Reading, United Kingdom
City population: 298105
Duration: 1998 – ongoing
Implementation status: Ongoing
Scale: Meso-scale: Regional, metropolitan and urban level
Project area: unknown
Type of area: Central Business District / City Centre
Last updated: October 2021

The Berkshire, Buckinghamshire and Oxfordshire Wildlife Trust (BBOWT) 'Water Vole Recovery Project' is working in partnership with the Environment Agency, the Canal & River Trust and Thames Water to monitor water voles. Water voles have undergone one of the most serious declines of any wild mammal in Britain during the 20th century. The intensification of agriculture in the 1940s and 1950s caused the loss and degradation of habitat, but the most rapid period of decline was during the 1980s and 1990s as American mink spread. Between 1989 and 1998, the population fell by almost 90 percent! The above project also is identifying habitat enhancement opportunities and influencing local landowners to manage sites sympathetically for water voles and implement mink control. (Ref. 1)

Water vole by K. Garside
Source: Ref. 1

Overview

Nature-based solution

  • Blue infrastructure
  • Rivers/streams/canals/estuaries
  • Other

Key challenges

  • Green space, habitats and biodiversity (SDG 15)
  • Habitat and biodiversity restoration
  • Habitat and biodiversity conservation
  • Green space creation and/or management
  • Inclusive and effective governance (SDG 16)
  • Inclusive governance
  • Social justice, cohesion and equity (SDG 10)
  • Environmental education

Focus

Maintenance and management of urban nature, Ecological restoration of ecosystems, Monitoring and maintenance of habitats and/or biodiversity

Project objectives

The main objective of the project is water vole conservation (to help the declining species in the three counties: Berkshire, Buckinghamshire and Oxfordshire). Other objectives have been to identify ‘key areas’ within and around Reading (Ref. 1, 3). The objectives included in Readings Biodiversity action plan (working in partnership with e.g. BBOWT) are: maintain/enhance the network of suitable habitat along Reading’s waterways. (Ref. 3)

Implementation activities

Local landowners have done their bit by allowing bankside vegetation to develop with grasses and reeds for water voles to feed on, and, most importantly, by monitoring and controlling American mink. (Ref. 4) BBOWT’s Water Vole Recovery Project officer leads a team of 50 dedicated and trained volunteers who survey the water courses in the three counties looking for signs of water voles and logging information onto a central database. Data gathered from the surveys during the last few years shows how small colonies of water voles have, over time, merged to create larger populations – this could only be achieved with the help of local landowners restoring waterside habitats. (Ref. 4) The Trust has been monitoring water voles, identifying habitat enhancement opportunities and influencing local landowners to manage sites sympathetically for water voles and implement mink control. (Ref. 1)

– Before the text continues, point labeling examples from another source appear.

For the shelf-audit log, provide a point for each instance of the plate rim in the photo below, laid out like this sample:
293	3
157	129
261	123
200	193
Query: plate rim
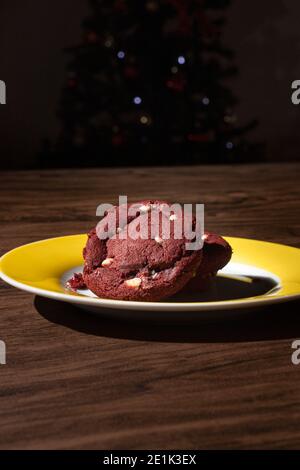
141	305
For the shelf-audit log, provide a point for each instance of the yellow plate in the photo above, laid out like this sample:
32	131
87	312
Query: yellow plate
259	273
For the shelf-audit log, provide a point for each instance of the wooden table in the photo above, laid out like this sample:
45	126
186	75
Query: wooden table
80	382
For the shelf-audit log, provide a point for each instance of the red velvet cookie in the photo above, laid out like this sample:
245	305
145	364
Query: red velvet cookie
147	269
216	254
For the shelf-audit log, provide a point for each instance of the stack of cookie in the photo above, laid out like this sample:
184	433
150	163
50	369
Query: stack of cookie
150	266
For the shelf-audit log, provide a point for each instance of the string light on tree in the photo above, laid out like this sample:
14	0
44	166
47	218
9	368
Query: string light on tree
109	42
137	100
145	120
173	84
121	55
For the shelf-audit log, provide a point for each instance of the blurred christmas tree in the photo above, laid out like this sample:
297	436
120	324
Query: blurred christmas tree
146	86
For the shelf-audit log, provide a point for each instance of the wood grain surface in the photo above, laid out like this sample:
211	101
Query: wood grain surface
74	381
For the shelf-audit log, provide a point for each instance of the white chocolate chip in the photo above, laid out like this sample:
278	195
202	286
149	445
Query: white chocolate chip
145	208
135	282
107	262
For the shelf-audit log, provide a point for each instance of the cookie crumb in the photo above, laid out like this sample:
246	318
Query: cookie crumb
145	208
107	262
154	274
135	282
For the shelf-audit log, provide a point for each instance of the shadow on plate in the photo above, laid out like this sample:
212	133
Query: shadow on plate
278	321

Biodiversity conservation or restoration-focused activities

Biodiversity conservation:

  • Protect and enhance urban habitats
  • Preserve and strengthen existing habitats and ecosystems
  • Promote environmentally-sound development in and around protected areas
  • Create new habitats
  • Preserve and strengthen habitat connectivity
  • Protect species
  • Undertake specific measures to protect native species
  • Control and clean invasive alien species
  • Means for conservation governance
  • Biodiversity offsets
  • Manage biological resources for conservation and sustainable use

Biodiversity restoration:

  • Rehabilitate and restore damaged or destroyed ecosystems
  • Restore species (native, endangered, or unspecified)
  • Restore native species
  • Clear and control invasive alien species

Main beneficiaries

  • National-level government
  • Local government/Municipality
  • Citizens or community groups

Governance

Management set-up

  • Co-governance with government and non-government actors

Type of initiating organisation

  • Local government/municipality
  • Non-government organisation/civil society

Participatory approaches/ community involvement

  • Dissemination of information and education
  • Consultation (e.g. workshop, surveys, community meetings, town halls)

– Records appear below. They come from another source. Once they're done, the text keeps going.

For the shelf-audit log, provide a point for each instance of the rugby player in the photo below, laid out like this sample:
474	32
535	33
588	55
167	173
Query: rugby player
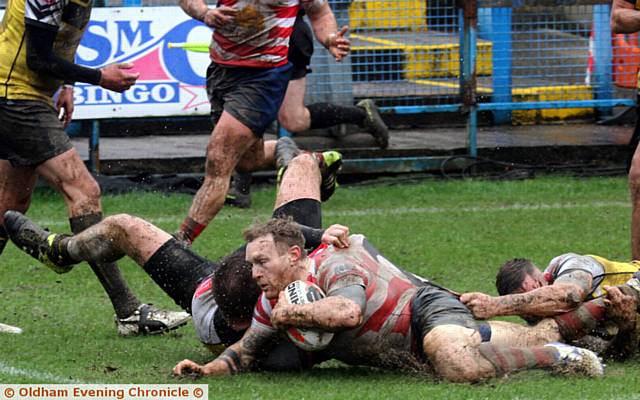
221	305
38	42
295	117
625	18
605	292
381	316
246	84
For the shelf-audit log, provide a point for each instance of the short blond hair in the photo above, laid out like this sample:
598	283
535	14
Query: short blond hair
285	233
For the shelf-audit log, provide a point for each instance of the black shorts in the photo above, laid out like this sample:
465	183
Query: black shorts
253	96
303	211
433	307
30	133
178	271
300	49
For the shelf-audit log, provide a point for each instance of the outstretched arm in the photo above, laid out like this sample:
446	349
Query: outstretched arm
238	357
564	295
624	17
41	58
325	28
342	310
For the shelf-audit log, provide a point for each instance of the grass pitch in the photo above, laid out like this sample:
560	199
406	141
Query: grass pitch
455	233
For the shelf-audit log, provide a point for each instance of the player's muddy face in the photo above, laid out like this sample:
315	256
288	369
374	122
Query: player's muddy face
533	281
270	269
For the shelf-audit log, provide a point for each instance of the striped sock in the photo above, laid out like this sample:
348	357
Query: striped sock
579	322
191	229
507	359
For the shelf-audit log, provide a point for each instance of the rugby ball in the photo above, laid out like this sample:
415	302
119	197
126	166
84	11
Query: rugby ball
301	292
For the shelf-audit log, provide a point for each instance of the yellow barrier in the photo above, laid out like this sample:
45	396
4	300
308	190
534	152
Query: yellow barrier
550	93
373	14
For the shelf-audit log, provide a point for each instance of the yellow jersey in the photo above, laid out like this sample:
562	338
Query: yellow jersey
68	17
603	272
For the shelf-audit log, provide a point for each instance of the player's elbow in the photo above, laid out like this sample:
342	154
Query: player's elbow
574	295
34	62
352	316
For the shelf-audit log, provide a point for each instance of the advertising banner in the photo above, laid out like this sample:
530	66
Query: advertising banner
172	79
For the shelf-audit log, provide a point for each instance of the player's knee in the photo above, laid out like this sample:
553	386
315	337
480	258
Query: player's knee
92	189
304	160
634	174
292	120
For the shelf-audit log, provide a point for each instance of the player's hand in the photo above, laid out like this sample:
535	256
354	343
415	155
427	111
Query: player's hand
280	313
116	77
338	45
187	368
64	105
621	308
337	235
480	304
219	16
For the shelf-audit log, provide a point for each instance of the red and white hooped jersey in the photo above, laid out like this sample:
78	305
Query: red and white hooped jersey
386	327
259	35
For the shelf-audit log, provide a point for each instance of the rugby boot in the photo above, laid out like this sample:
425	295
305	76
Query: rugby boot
44	246
286	150
330	163
576	361
4	238
239	194
374	123
149	320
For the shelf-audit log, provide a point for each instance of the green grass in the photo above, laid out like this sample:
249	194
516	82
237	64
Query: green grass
456	233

Details on the roles of the organisations involved in the project

The Berks, Bucks & Oxon Wildlife Trust are working in partnership with the Environment Agency, the Canal & River Trust and Thames Water; and local land owners (e.g. Reading Council, the partnership is included in the council's Biodiversity action plan). (Ref. 1, 3)

Project implemented in response to ...

... an EU policy or strategy? Unknown
... a national policy or strategy? Yes (In 1998 water voles’ burrows and bankside habitats were included in an amendment to the Wildlife and Countryside Act of 1981, to give them some protection. In 1996 water voles were named on the list of 12 priority mammal species in the UK’s first Biodiversity Action Plan. (Ref. 4) )
... a local policy or strategy? Yes (Locally important (included in Reading’s Biodiversity action plan), on priority list as severe recent declines. (Ref. 3) )

Financing

Total cost

€10,000 - €50,000

Source(s) of funding

  • Public national budget
  • Corporate investment
  • Funds provided by non-governmental organization (NGO)

Type of funding

  • Direct funding (grants, subsidies, or self-financed projects by private entities)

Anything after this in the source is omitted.